Here’s a recap of the largest democratic exercise in the history of humanity, also known as India’s national election.
What was this election?
This election was for Members of Parliament (MPs). Each voter had a list of candidates to choose from to represent his/her district.
I thought they were voting for a Prime Minister.
The Prime Minister is not an elected position. He/She is selected by the party or alliance that has a majority of seats in Parliament.
What is an alliance?
Like many other countries, India has a multitude of political parties. Therefore, it is very difficult for one party to claim a majority and “rule” Parliament. Parties form coalitions, or alliances, with other parties they can work with, and they pool their seats together.
Why did the election take so long?
Voting was done in a staggered way from April 7th through May 12th. There were nine “phases” in this election. At each phase, different parts of the country voted. India has been using a multi-phase election process for more than 10 years now. Different districts vote at different times. This helps the candidates who are campaigning, and the Election Commission that regulates the entire process.
Who were the main players?
There were two major alliances: the NDA (National Democratic Alliance) and the UPA (United Progressive Alliance). The major party of the NDA is the BJP (Bharatiya Janata Party), and the major party of the UPA is the Indian National Congress (usually just called “Congress”).
The UPA had been in power since 2004, and the Congress party has been a part of ruling India on and off since 1947. The BJP (with its alliances), was in power from 1998 through 2004.
Other hopefuls were the AIADMK (a regional political party from Tamil Nadu) and the AAP (Aam Aadmi Party).
There were 543 members of parliament elected. The NDA won 336 seats, the UPA 59. Other seats went to smaller parties and alliances.

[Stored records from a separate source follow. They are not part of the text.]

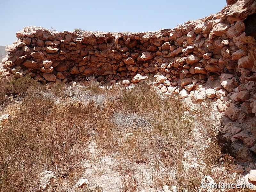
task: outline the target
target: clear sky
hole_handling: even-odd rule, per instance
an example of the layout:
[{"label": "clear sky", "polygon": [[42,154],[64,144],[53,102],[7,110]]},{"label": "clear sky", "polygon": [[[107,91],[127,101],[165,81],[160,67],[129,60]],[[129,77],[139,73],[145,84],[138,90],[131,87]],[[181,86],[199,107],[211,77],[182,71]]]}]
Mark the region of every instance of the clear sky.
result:
[{"label": "clear sky", "polygon": [[143,32],[172,29],[220,11],[225,0],[0,0],[0,45],[35,25],[59,31],[75,28]]}]

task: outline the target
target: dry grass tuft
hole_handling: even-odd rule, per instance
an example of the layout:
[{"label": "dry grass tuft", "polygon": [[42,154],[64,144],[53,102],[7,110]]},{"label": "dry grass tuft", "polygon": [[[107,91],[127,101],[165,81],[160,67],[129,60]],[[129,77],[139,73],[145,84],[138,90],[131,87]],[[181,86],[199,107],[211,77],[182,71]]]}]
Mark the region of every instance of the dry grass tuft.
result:
[{"label": "dry grass tuft", "polygon": [[148,167],[152,187],[193,192],[204,175],[224,180],[221,168],[233,163],[218,143],[220,124],[210,101],[198,104],[192,116],[180,98],[160,97],[147,81],[131,89],[102,88],[93,79],[69,87],[56,84],[49,90],[28,76],[1,78],[0,97],[12,95],[21,102],[2,124],[1,191],[38,191],[38,175],[46,171],[57,176],[54,191],[65,191],[64,183],[66,190],[101,191],[74,188],[84,171],[82,160],[89,158],[89,138],[102,155],[113,157],[124,192],[143,188],[138,165]]}]

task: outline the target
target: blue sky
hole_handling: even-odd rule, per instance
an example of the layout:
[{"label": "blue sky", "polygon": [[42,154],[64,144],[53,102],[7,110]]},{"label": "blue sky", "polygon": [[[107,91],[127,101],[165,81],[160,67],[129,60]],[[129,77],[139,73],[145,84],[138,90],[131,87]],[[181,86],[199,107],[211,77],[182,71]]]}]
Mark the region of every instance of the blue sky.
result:
[{"label": "blue sky", "polygon": [[216,13],[225,0],[1,0],[0,45],[17,39],[16,32],[35,25],[59,31],[75,28],[143,32],[171,29]]}]

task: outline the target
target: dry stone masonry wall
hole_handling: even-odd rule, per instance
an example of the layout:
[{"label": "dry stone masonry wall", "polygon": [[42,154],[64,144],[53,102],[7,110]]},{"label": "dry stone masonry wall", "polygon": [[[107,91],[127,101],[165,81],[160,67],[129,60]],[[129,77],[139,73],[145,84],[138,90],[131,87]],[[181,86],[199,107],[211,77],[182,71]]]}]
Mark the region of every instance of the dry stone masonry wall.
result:
[{"label": "dry stone masonry wall", "polygon": [[102,84],[125,86],[154,75],[162,93],[198,101],[216,98],[219,111],[236,121],[224,127],[225,136],[243,142],[250,159],[256,154],[256,2],[228,1],[219,13],[171,30],[59,32],[26,27],[6,47],[10,53],[0,73],[8,76],[20,66],[20,73],[46,83],[93,75]]}]

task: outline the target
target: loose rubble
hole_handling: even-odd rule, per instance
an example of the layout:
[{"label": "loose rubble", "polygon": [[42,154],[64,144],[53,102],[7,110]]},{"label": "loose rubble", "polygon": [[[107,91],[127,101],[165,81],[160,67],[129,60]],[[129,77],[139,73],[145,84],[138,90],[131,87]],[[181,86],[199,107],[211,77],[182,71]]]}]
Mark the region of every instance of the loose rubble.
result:
[{"label": "loose rubble", "polygon": [[45,83],[76,82],[94,76],[101,85],[126,86],[154,76],[163,94],[190,97],[194,103],[216,100],[219,111],[236,124],[236,128],[224,128],[224,136],[244,145],[237,149],[236,158],[252,161],[256,41],[255,33],[248,31],[256,24],[248,20],[256,13],[256,3],[228,2],[219,13],[171,30],[59,32],[26,27],[6,46],[10,53],[2,60],[0,74],[9,76],[20,67],[21,74],[31,73]]}]

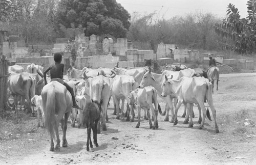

The most shocking news was that the BJP won a majority of seats for the entire parliament on its own (282). Therefore, it technically doesn’t need any of its alliance partners. This was the first time one party has won a majority since Congress did it in 1984 under the leadership of Rajiv Gandhi, immediately following the assassination of his mother, Indira Gandhi.
What about the Tamils?
Tamil Nadu Chief Minister, Jayalalitha decided not to join either alliance in hopes that she could participate in “kingmaking” or even potentially form a third alliance after the election that would beat the other two. Her party, the AIADMK, won 37 seats, which makes it the 3rd largest single party after the BJP and Congress. Despite the good showing, she won’t have as much power as she hoped due to the majority win by the BJP.
And the AAP?
A lot of people outside of India were very excited when a new political party called the AAP (Aam Aadmi Party, or “Common Man” Party) started showing a lot of traction. They led the alliance that ruled Delhi for 49 days until its leader, Arvind Kejriwal resigned.
The party was supposed to be more of a “common sense” approach to government, and crusaded against corruption.
Despite its good showing earlier in the year, the AAP managed to get only four MP elected.
Who is Modi?
Narendra Modi is the new Prime Minister of India. He was most recently the Chief Minister of Gujarat. Modi is a very powerful figure, orator, and personality, which is likely the main reason why many Indians have rallied behind him.
He is often lauded for the development work he has done in Gujarat, specifically in terms of its infrastructure and economic growth.
However, he has a decent amount of controversy behind him, mostly related to the 2002 Gujarat Riots. Modi was the Chief Minister at this time and has been blamed for everything from inciting the riots to not acting swiftly enough. The BJP is a Hindu-nationalist party and the riots specifically targeted Muslims. In the past, Modi had used anti-Muslim rhetoric in his speeches.
The main thing you should know about Modi is that he is a strong figure: outspoken, eloquent, quick-witted, and dominating. In short, everything the former Prime Minister, Manmohan Singh is not.
What does a BJP run India look like?
It is hard to say. Likely nothing will change immediately. It is unclear how forcefully the BJP will promote its Hindu nationalist agenda. Their claim all along is to focus on economic development and aiding the poor. “Toilets before temples” was a phrase associated with Modi’s campaign, albeit briefly.
The potential for internal and external conflict (with Muslims in India and Pakistan, respectively) will be there, but it will likely not become a large issue, at least for the first several months.
If nothing else, the Indian stock markets will see a jump, as a strong government is seen as good for business.
However, Modi can act as a maverick. The most interesting thing to watch will be how he interacts on the international stage. Manmohan Singh was seen as wise and silent. Modi is more brash and boisterous. Only time will tell how he acts around other world leaders. Modi has been denied a visa to the US since 2005 for his alleged involvement in the 2002 riots, but that ended after the elections when President Obama invited him to come to the US.
Congratulations to India for pulling off such an impressive display of democracy! We are all pulling for you.